John: Yeah, makes sense.

Brian: Yeah. So we got Superpowers and you explained-- It's funny cause I've been using Superpowers for a couple months now. I actually don't know when, like I'm not paying attention that close to know what is Claude and what is Superpowers at this point. And I'm curious if that was the intent or is that just like a feature, not a bug, of skills?
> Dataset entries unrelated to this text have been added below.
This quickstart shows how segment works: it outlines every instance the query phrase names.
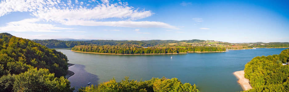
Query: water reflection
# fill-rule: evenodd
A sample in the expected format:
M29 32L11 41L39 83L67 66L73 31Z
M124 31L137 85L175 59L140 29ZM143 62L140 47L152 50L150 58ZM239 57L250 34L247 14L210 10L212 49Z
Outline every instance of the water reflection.
M71 83L71 86L75 87L74 92L76 92L81 87L88 85L87 83L91 82L90 85L97 85L99 79L95 75L87 72L84 68L85 66L80 64L75 65L68 67L68 70L74 72L74 75L68 79Z

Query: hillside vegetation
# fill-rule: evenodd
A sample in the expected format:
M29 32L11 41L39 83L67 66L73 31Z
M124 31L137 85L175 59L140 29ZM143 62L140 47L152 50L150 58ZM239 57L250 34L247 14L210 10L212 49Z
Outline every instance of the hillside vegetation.
M248 92L289 92L289 49L279 55L257 56L245 65L245 77L253 89Z
M137 81L125 77L119 82L114 79L97 86L88 86L79 92L199 92L196 85L183 84L176 78L153 78L145 81Z
M160 54L187 52L214 52L226 51L224 48L212 46L172 46L164 45L143 48L136 45L78 45L73 51L90 52L119 54Z
M68 61L55 49L0 33L0 92L72 91L63 76Z

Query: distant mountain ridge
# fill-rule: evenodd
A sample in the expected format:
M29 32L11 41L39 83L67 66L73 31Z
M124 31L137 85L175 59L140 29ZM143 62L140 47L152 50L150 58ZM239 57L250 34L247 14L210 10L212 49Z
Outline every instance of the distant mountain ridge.
M95 39L71 39L71 38L60 38L60 39L53 39L55 40L63 40L63 41L86 41L86 40L97 40Z

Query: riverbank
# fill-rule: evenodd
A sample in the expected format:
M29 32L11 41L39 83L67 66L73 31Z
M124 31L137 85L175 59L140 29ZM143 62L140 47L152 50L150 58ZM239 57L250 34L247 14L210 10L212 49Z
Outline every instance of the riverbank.
M67 65L67 67L69 67L74 65L74 64L68 63L68 65ZM72 75L74 75L74 73L73 72L68 70L67 70L67 74L66 75L65 75L65 76L64 76L64 78L67 79L68 78L69 78L69 77L70 77L70 76L72 76Z
M254 48L242 48L242 49L226 49L227 50L246 50L246 49L255 49L256 48L289 48L289 47L280 47L280 48L264 48L264 47L256 47Z
M215 51L215 52L188 52L188 53L210 53L210 52L228 52L229 51Z
M233 73L234 75L239 79L238 83L241 85L243 90L246 91L251 89L252 88L249 83L249 80L244 77L245 74L244 70L235 71Z
M289 47L279 47L279 48L289 48Z
M242 48L242 49L226 49L226 50L246 50L254 49L254 48Z
M188 53L180 52L179 53L159 53L159 54L114 54L114 53L99 53L95 52L79 52L73 50L71 50L71 51L80 53L88 53L97 54L111 54L111 55L155 55L155 54L186 54Z
M216 52L180 52L178 53L158 53L158 54L114 54L114 53L99 53L95 52L80 52L73 50L71 50L71 51L76 52L84 53L88 53L96 54L111 54L111 55L157 55L157 54L187 54L188 53L208 53L208 52L224 52L229 51L216 51Z

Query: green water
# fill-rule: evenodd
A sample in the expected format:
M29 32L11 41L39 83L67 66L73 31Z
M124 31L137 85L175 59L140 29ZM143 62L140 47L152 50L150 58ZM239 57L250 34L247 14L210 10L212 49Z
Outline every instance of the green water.
M242 90L233 72L244 70L253 58L279 54L286 48L257 48L224 52L153 55L114 55L81 53L57 49L66 55L75 73L68 78L77 89L88 82L97 84L124 76L140 80L152 77L176 77L196 84L202 92ZM171 56L173 58L170 58Z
Jesse: So I will occasionally get people opening tickets asking for, you know, "a guide for when I should be using each of the skills, how do I launch these, when should I launch each one?" And the answer is that most of my engineering effort has gone toward making it so that you never need to know that and don't need to care about it.
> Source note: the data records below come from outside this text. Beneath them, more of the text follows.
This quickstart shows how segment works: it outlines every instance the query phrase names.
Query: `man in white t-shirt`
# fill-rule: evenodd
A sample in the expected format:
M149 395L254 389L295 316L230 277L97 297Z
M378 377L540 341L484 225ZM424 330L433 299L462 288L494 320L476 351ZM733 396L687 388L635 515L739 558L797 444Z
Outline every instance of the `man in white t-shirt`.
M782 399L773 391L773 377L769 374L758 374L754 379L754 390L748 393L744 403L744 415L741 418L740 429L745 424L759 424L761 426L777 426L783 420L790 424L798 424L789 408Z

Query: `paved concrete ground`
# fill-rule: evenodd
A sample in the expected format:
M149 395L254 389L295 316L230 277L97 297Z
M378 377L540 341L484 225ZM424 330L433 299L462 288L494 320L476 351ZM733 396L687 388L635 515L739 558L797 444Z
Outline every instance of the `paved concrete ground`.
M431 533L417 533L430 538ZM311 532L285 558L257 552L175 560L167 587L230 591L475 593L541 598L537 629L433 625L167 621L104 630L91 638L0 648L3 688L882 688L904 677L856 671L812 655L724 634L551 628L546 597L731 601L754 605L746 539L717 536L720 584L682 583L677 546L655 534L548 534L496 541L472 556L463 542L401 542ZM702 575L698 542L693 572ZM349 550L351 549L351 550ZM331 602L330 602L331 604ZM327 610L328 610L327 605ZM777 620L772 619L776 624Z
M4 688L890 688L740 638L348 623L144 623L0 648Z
The whole point of skills, in my book, is that they should auto trigger when they're needed. And this is actually a philosophy difference between how I built skills and how Anthropic builds them.

If you look at the description field in skills, Anthropic's guidance is the description should say what it does and when to use it. And it is my experience that if you put what a skill does in the description field, the models are far more likely to decide they know how a skill works and not bother to read it. And so if you look at our skills, they pretty much exclusively say when to trigger them in the description field and nothing else. So the model has to go read them and once it's read them, they're in the context window, and it'll follow them.

Brian: Yeah. So like basically I do the brainstorming. I love the Socratic method of like asking the questions going back and forth. I feel like the quality of stuff that I've been essentially generating has gone up like much higher just by not like getting the easiest thing out the door. Some other things like I--

By trade I'm a front end developer so I do have a front end design skill that I already know in my head that I can like slow the agent down to basically ask like proper questions of like what I'm actually trying to accomplish here. But I found it super useful for like the brainstorming. Found it super useful for sub agents. Actually a lot of what I've been doing in the last like couple weeks around like--

So Tapes is something that we've been using for getting a bunch of telemetry from your agents. I created a skill based on like the way Superpowers, how you have skills, to basically if I say the phrase, "check the tapes," it just knows to go look at the SQLite database with all my session data.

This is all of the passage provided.